The Congressional Budget Office's (CBO) long-term outlook shows debt nearly doubling as a percentage of Gross Domestic Product (GDP) over the next 30 years, but that projection may rely on optimistic assumptions. In general, CBO's current law baseline assumes that policymakers will break with typical historical experience in some cases. In the past, they had constructed an Alternative Fiscal Scenario (AFS) that changed some of these assumptions to better fit past legislative experience and showed much higher debt, but this year they only show a $2 trillion deficit increase scenario that roughly replicates the short-term impact of the AFS. In this blog, we replicate the past AFS, showing that it will reach about 205 percent of GDP by 2046 – 65 percentage points higher than current law – and much higher beyond that.

The AFS makes a few policy adjustments to current law that may be more realistic. Specifically, it assumes that policymakers:

  • Permanently extend tax provisions that were extended only temporarily in last year's tax deal (including 30 percent bonus depreciation)
  • Permanently repeal health-related tax provisions that were temporarily delayed in the tax deal
  • Repeal the sequester without offsets

These short-term policy adjustments add $1.7 trillion to ten-year deficits and result in debt by 2026 in this "current policy" baseline being 92 percent of GDP instead of 86 percent under current law. Debt would climb further to a record-high of 108 percent of GDP by 2032, nearly 160 percent by 2046, 230 percent by 2066, and 332 percent by 2091. By contrast, we estimate debt would reach about 140 percent in 2046 and 280 percent in 2091 under current law (excluding the macroeconomic feedback of high debt). This higher debt shows the need to adhere to pay-as-you-go (PAYGO) rules for current policies.

In addition, the AFS as CBO constructed in 2015 made a few long-term adjustments to keep some budget categories more in line with their historical averages.
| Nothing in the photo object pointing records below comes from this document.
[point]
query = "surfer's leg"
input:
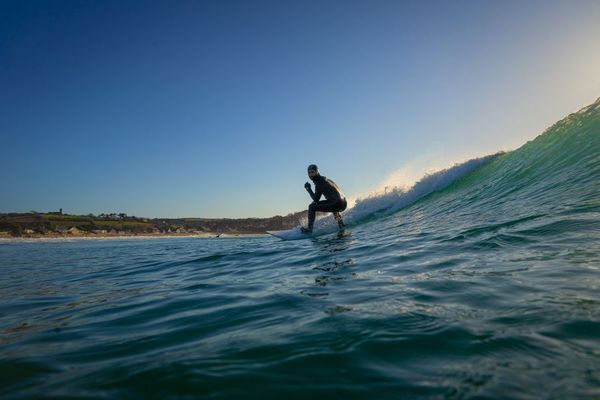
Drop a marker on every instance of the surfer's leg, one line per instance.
(312, 213)
(338, 218)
It assumed:

  • Revenue remained constant at its 2026 share of GDP beyond 2026, in contrast to current law that allows certain features of the tax code and other long-term developments to gradually increase revenue over time
  • Spending other than Social Security and health care remained at its 20-year historical average of 9.9 percent of GDP in contrast to current law that has those categories of spending be much lower and slightly decline as a share of GDP over time

These assumptions make a bigger difference over the long term than the short-term policy changes. By our estimate, the AFS would result in debt increasing from 75 percent of GDP this year to a record-high of 109 percent by 2031 and about 205 percent of GDP by 2046, compared to 141 percent under current law. From there, debt would continue to increase astronomically to about 365 percent by 2066 and nearly 640 percent by 2091. Our AFS estimate is slightly higher than CBO's estimate last year, a change that apparently is due to lower GDP.

The even more dramatic growth of debt in our AFS shows the fiscal danger of enacting deficit-increasing policies without offsets. It also shows the trade-offs inherent in budgeting: just to stick to the more manageable but still unsustainable current law path would require historically high levels of revenue and low levels of spending on non-Social Security/health care programs – unless lawmakers are willing to reform the major entitlement programs.